Unstract also offers a default sample profile that combines GPT-4, embeddings, vector database and LLMWhisperer for quick experimentation.

Embedding

  • Go to settings, click on embedding and click “New Embedding Profile”.
  •  Select OpenAI Embeddings, paste your API key, test the connection and save.

 This enables semantic representation of text for context-aware retrieval.

Vector Database

  • Under settings, click Vector DBs and find “New Vector DB Profile”.
  • Choose a supported store like Qdrant.
     

For Qdrant Cloud, sign up, create a free cluster, copy the cluster URL and API key, then input them in Unstract and test the connection.

Text Extractor (LLMWhisperer)

Navigate to settings and select Text Extractor

  • Click New Text Extractor, 
  • Select LLMWhisperer v2,
  • Name the Connector, 
  • Add your key, 
  • Choose a mode (Native Text, Low Cost, High Quality, Form), 
  • Pick an output mode (layout_preserving or text) and tweak parameters like line splitter tolerance or blur filters.

Setting up a Prompt Studio Project

We will now set up and test a Prompt Studio Project, similar to how we extracted a text in LLMWhisperer.
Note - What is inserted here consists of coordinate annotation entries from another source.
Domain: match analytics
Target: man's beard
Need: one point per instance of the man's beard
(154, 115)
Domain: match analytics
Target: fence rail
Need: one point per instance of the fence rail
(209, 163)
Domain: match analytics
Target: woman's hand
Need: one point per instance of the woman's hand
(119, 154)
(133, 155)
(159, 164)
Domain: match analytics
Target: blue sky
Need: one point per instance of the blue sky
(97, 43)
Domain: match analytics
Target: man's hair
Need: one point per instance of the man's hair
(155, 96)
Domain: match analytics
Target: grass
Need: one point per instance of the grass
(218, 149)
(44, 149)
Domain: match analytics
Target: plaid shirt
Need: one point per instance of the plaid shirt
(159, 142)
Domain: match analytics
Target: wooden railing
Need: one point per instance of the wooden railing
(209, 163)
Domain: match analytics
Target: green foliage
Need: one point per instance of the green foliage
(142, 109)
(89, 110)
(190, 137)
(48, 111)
In this workflow, Prompt Studio provides a controlled environment to design, refine and evaluate prompts, ensuring they deliver consistent outputs before being integrated into automation pipelines. 

This step is essential to move from raw extraction (LLMWhisperer) to meaningful transformation and reasoning with LLMs.
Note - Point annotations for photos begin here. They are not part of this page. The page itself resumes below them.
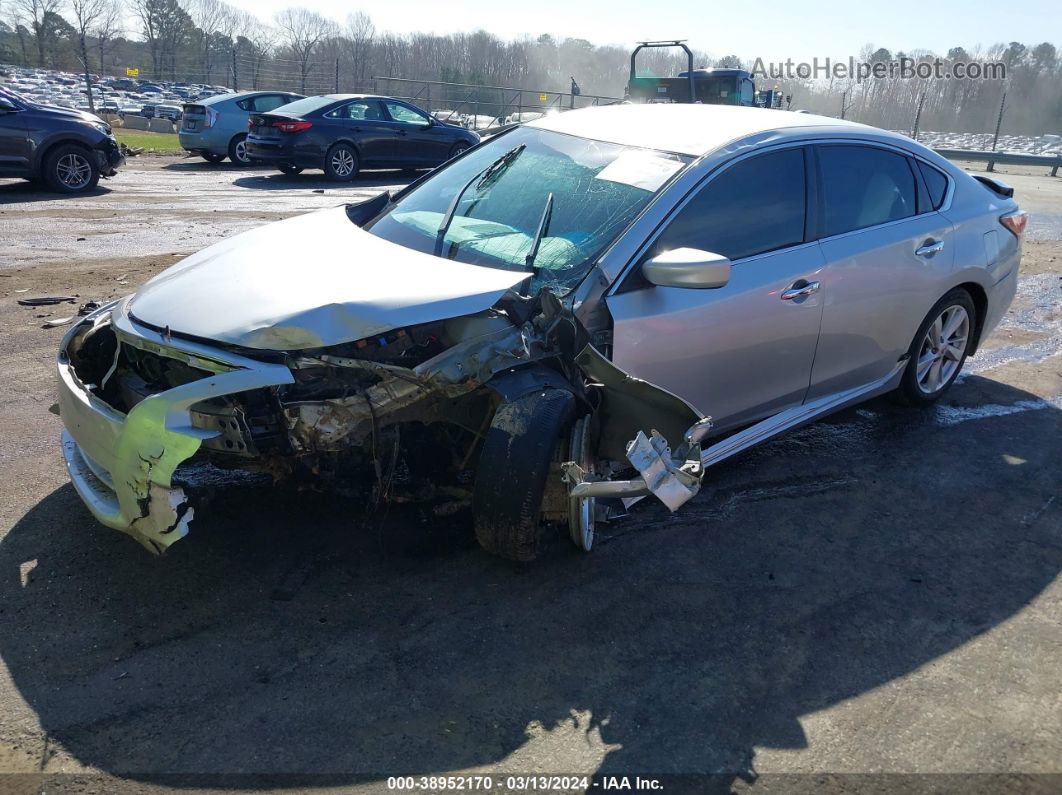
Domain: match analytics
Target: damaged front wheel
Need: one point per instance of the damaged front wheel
(516, 460)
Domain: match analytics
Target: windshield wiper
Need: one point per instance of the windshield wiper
(547, 214)
(493, 170)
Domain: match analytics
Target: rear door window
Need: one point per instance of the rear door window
(864, 186)
(358, 110)
(755, 206)
(406, 115)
Create a Project and provide the name with a precise description.

Figure 2: Setting Up a New Project Workspace for Data Extraction 

After the project framework is in place, navigate to the Document Manager to upload relevant files. These files serve as context for your prompts and enable prompt tuning via real examples. We will be using the same file we used in LLMWhisperer.
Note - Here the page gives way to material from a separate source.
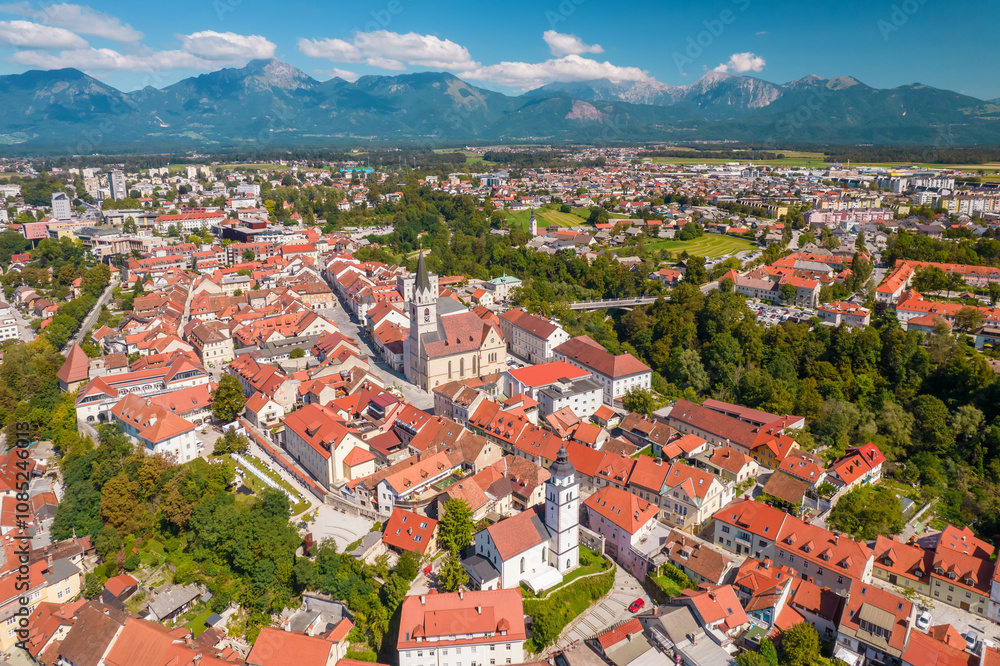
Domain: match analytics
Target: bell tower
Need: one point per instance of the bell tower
(562, 513)
(423, 319)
Figure 3: Uploading the File in the Prompt Studio

Now let’s write a simple prompt to extract the data from the file:

Extract only Shipper Name, Consignee Name, Airport of Departure, Airport of Destination and Cargo Weight from this air waybill.

Select the type of output you need. For example, you can select text, JSON or table format. Once selected, press Run and you will see the output like this:

Figure 4: Extracting Data with Prompt-Based Workflow

The following tuning tips will help maximize accuracy and efficiency in Prompt Studio. They can also optimize the use of prompts to produce high-quality outputs at reduced costs.

  • Use Prompt Coverage Analytics to identify underperforming prompts across your document set and spot gaps or inconsistencies in extraction coverage.
  • Use the Output Analyzer to compare the original document with the extracted results side by side.
  • Incorporate Preamble and Postamble templates to guide the LLM. Use a preamble for instructional context and a postamble to enforce output format and consistency.
  • Optimize for cost and speed using token-saving modes like SinglePass and Summarized Extraction. 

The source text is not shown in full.